During that long period of seclusion, Carlos had almost no contact with other musicians or the electronic music industry that she had pioneered. She invented all kinds of excuses to hide and maintain the fiction of Walter Carlos, because transsexuality remained the last great sexual taboo in American society.
Perhaps to relieve the stress of eluding the spotlight, Carlos took up the esoteric hobby of photographing solar eclipses, which took her to far-flung places like Siberia, Bali and Australia. According to her friend and collaborator, Annemarie Franklin, Carlos acquired a well-deserved reputation as a leading eclipse photographer.
After being voluntarily outed in Playboy, Carlos continued her brilliant composing career. She again collaborated with Kubrick for The Shining. Although she created a complete soundtrack for the film, Kubrick ended up using only two pieces. The discarded compositions remained unpublished for decades until they were released in 2005 in an appropriately-titled album – Rediscovering Lost Scores. Her commercial success enabled Carlos to move into a larger apartment in which she built a Faraday cage to shield her equipment from electromagnetic fields that caused white noise and interference.
In 1980, Carlos was commissioned to compose the soundtrack for Tron (1982), a science-fiction film that became some of her best-known work.

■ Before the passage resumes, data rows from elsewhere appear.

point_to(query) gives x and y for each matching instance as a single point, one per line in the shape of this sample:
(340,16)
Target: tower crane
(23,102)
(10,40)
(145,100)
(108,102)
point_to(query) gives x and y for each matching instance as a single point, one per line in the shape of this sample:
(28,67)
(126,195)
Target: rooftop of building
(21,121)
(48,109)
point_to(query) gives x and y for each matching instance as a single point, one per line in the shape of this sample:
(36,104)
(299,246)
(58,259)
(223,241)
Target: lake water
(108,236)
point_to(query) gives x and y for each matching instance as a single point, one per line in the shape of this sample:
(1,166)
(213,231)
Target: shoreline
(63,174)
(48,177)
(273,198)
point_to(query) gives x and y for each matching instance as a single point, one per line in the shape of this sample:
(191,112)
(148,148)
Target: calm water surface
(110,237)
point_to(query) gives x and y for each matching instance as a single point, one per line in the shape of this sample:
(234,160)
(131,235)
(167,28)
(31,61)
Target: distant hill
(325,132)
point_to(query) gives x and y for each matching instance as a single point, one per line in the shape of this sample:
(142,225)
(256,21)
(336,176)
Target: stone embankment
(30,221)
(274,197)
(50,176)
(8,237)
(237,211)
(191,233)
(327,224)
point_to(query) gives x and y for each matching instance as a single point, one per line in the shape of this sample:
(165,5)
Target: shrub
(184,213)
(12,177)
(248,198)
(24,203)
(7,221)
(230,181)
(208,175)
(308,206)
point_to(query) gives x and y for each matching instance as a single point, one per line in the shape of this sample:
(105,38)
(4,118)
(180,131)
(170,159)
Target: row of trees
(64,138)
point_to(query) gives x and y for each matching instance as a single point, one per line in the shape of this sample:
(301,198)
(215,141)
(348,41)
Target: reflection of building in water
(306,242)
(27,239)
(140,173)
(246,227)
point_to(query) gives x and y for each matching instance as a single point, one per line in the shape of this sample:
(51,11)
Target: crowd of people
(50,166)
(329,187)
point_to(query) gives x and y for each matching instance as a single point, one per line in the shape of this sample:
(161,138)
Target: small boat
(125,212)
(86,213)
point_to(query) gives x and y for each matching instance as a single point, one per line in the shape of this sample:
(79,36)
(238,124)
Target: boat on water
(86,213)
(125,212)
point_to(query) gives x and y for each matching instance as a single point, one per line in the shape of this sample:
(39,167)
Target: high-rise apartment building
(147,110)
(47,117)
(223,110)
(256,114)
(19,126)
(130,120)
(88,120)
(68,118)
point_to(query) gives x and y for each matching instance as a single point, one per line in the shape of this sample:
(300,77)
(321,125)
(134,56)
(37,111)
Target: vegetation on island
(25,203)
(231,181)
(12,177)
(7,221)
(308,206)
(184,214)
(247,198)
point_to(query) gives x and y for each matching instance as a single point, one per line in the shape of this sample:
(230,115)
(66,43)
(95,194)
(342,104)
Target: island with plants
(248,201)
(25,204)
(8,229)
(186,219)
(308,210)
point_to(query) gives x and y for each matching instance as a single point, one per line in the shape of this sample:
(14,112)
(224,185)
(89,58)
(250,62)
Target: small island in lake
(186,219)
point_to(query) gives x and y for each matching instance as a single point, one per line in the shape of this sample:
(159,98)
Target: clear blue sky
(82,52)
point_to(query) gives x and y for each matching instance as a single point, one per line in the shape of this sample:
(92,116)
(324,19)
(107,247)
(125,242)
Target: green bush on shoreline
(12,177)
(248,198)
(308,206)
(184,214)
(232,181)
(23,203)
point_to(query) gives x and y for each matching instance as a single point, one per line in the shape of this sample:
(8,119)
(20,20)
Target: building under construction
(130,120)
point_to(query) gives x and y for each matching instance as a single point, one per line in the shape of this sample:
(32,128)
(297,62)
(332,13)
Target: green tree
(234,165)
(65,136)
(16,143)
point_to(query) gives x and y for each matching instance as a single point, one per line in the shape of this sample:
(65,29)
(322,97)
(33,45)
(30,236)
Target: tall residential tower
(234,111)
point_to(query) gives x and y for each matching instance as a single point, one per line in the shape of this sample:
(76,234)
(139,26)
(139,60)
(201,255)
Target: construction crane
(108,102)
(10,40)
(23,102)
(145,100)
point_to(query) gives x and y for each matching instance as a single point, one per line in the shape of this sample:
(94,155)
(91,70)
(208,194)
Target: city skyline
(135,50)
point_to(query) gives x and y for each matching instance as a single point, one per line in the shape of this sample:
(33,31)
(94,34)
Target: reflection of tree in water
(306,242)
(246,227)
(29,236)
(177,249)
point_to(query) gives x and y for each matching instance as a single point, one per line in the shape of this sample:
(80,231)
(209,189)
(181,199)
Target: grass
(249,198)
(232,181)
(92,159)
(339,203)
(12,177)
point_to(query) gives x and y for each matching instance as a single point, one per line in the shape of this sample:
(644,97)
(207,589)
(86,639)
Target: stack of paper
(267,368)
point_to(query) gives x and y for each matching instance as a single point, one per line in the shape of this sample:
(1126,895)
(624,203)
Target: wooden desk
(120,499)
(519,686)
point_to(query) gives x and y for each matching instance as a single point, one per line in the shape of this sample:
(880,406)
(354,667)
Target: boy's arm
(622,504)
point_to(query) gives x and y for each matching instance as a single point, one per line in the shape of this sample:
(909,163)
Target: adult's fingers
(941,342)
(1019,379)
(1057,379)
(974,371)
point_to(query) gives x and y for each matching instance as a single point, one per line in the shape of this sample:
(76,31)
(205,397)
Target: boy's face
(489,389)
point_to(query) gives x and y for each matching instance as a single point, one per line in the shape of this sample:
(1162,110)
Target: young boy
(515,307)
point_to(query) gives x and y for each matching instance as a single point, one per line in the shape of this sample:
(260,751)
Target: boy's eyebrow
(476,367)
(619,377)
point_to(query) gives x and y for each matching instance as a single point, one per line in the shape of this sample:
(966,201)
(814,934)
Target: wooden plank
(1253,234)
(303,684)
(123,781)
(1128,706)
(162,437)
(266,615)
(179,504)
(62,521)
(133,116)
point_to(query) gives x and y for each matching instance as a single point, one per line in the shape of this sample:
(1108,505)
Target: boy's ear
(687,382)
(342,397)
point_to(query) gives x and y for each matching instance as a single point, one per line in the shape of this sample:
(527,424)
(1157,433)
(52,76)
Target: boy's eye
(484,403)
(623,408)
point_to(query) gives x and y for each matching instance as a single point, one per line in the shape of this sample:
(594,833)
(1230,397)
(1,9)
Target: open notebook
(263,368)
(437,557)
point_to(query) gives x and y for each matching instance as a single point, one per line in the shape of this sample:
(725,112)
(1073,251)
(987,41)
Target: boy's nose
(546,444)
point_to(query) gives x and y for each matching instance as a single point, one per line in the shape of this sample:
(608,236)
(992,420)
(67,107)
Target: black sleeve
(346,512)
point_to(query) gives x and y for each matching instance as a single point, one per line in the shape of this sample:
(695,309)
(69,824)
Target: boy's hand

Carlos used new digital and analog synthesizers for the soundtrack and incorporated recordings by the London Philharmonic Orchestra, the University of California choir and the Royal Albert Hall’s famous pipe organ. The end result was an album that is much richer and less overtly electronic than some of her previous work, which may be why it has stood the test of time so well – perhaps better than the film itself.
Other studio albums followed Tron, including Digital Moonscapes (1984), the first album to exclusively use digital synthesizers, a complex undertaking given the state of technology at the time. Carlos invented a “digitally synthesized orchestra” with more than 500 “voices” that she created one by one over a three-year period to replicate symphonic instruments. “Wendy has built up lyrical sounds nobody ever heard coming out of a digital synthesizer before,” Moog told People. “Nobody is in her league.”
The People article coinciding with the release of Digital Moonscapes concludes that Wendy seems to have finally found the peace that eluded her for so many years, and that she was even planning to resume performing in public. “It will be fun,” she said, “to get out into the open again.”
Her return to public life never happened, although Carlos continued to work. Now 83, she supposedly remains active in music, but is still an elusive figure who fiercely protects her work.
Carlos’ recordings are hard to find on streaming music services because she owns most of her catalog and has not authorized its release on those platforms. She also spends considerable time and money combatting those who post her music on the internet without her consent.
The last time we heard from Wendy Carlos was a brief note posted on her website (a nostalgic trip to the early days of the internet) in August 2020. Carlos denounces the unauthorized book by musicologist Amanda Sewell, Wendy Carlos: A Biography (Oxford University Press), saying that she was never interviewed for the book, which was based exclusively on write-ups of other interviews done for magazine articles.
Wendy Carlos will be remembered as an exceptional woman who was never able to fully enjoy her well-deserved success. Her self-imposed seclusion is a cautionary tale for us today, something that she admitted in the 1979 People interview. “The public turned out to be amazingly tolerant or, if you wish, indifferent,” she said. “There had never been any need of this charade to have taken place. It had proven a monstrous waste of years of my life.”